Standard wordlists like RockYou.txt target linguistic probability but do not account for spatial patterns generated by physical input devices. Users frequently utilize keyboard patterns (e.g., 1qaz@WSX) to meet complexity requirements while maintaining memorability.

To target these patterns, I developed `kbwalk.py` (part of the keyb-walking repository), a Python-based generator optimized for creating spatial wordlists and rainbow tables.

Development History

This project is an iteration of the `kb-walk` concept originally authored by Ronald Broberg. My implementation builds on the codebase maintained by Austin Scott, refactoring the core logic to support direct cryptographic hashing and optimizing the traversal algorithms for modern hardware.

Implementation Details

The primary constraint for generating spatial wordlists is the combinatorics involved. A full vertical walk generation results in over 33 million unique strings.

Memory Efficiency

To prevent excessive memory consumption during generation, the script utilizes Python’s `itertools` library and buffered I/O streams. Rather than storing the generated list in memory, the tool acts as a generator, yielding results directly to the output buffer. This allows for the creation of multi-gigabyte wordlists with constant memory usage.

Native Hashing

Standard cracking workflows often involve piping generator output to a separate hashing utility:

python3 kbwalk.py | openssl md5

This introduces context-switching overhead between processes. `kbwalk.py` implements native support for NTLM, MD5, SHA1, and SHA256 hashing. By computing hashes within the generation loop, the tool can write rainbow tables directly to disk, bypassing standard output stream limitations.

# Direct NTLM generation
python3 kbwalk.py -m v --hash ntlm -f ntlm_rainbow.txt

Performance Analysis (Occam)

To verify the algorithmic efficiency of the generator, I analyzed the code using Occam, a tool I developed for static and dynamic code analysis.

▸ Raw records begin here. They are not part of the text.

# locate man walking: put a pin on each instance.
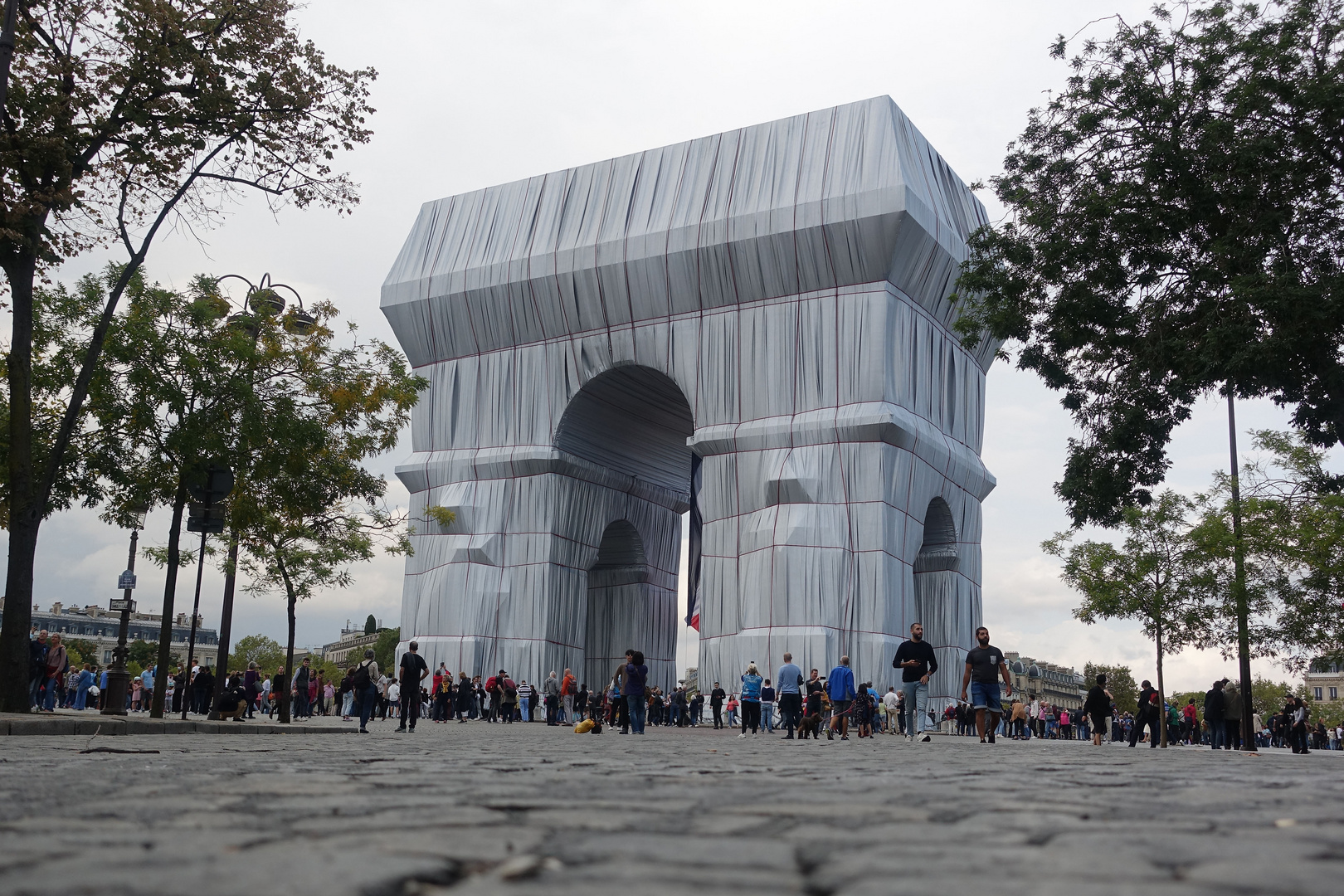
(1147, 716)
(791, 694)
(984, 664)
(413, 672)
(553, 698)
(1214, 715)
(840, 688)
(567, 691)
(717, 704)
(301, 689)
(917, 661)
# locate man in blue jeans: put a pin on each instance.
(917, 661)
(841, 692)
(636, 676)
(984, 665)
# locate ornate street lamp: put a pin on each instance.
(262, 299)
(119, 680)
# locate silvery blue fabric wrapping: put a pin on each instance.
(774, 299)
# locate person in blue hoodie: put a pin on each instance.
(840, 689)
(750, 699)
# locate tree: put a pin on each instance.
(1174, 230)
(173, 381)
(1120, 683)
(1293, 535)
(260, 649)
(385, 649)
(144, 653)
(124, 117)
(1149, 578)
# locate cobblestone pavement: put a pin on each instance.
(526, 809)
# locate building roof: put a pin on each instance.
(834, 197)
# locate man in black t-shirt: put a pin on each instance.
(917, 663)
(413, 672)
(984, 666)
(717, 704)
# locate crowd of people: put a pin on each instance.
(796, 704)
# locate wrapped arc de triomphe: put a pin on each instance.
(753, 327)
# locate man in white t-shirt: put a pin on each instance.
(893, 703)
(383, 680)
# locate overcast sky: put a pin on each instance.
(476, 95)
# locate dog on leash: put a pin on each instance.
(811, 724)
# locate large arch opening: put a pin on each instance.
(937, 606)
(633, 421)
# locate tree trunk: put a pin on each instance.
(290, 648)
(179, 503)
(1161, 687)
(24, 516)
(1244, 642)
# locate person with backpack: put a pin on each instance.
(636, 679)
(465, 698)
(567, 692)
(750, 700)
(364, 684)
(509, 696)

Occam performs static analysis to determine cyclomatic complexity and dynamic analysis to measure runtime performance (time and memory) relative to input size (\(N\)).

Benchmark Results

Executing `occam` against `kbwalk.py` produced the following runtime metrics:

-----------------------------------------------------------------
N        | Time (avg)    | Memory (avg) | Stability (CV)
-----------------------------------------------------------------
10       | 0.002631      | 6890         | 0.2041
...
100      | 22.543129     | 12131        | 0.0175
-----------------------------------------------------------------
Time Slope:  3.95 (R^2: 0.9999) -> O(n^k) Polynomial
Space Slope: 0.25 -> O(log n) Logarithmic

Interpretation

  • Time Complexity O(N^4): The runtime grows polynomially. This is expected behavior, as the number of possible keyboard walks increases exponentially with the allowed path length.
  • Space Complexity O(log(N)): Memory usage remains logarithmic relative to the input size.

The analysis confirms that the use of generator expressions and buffered I/O successfully decouples memory usage from the volume of data generated.

Conclusion

`kbwalk.py` provides a resource-efficient method for generating spatial pattern wordlists. By modeling keyboard adjacency graphs and optimizing for low-memory environments, the tool facilitates the creation of targeted attack vectors for password auditing and penetration testing.

Source code: https://github.com/antonhibl/keyb-walking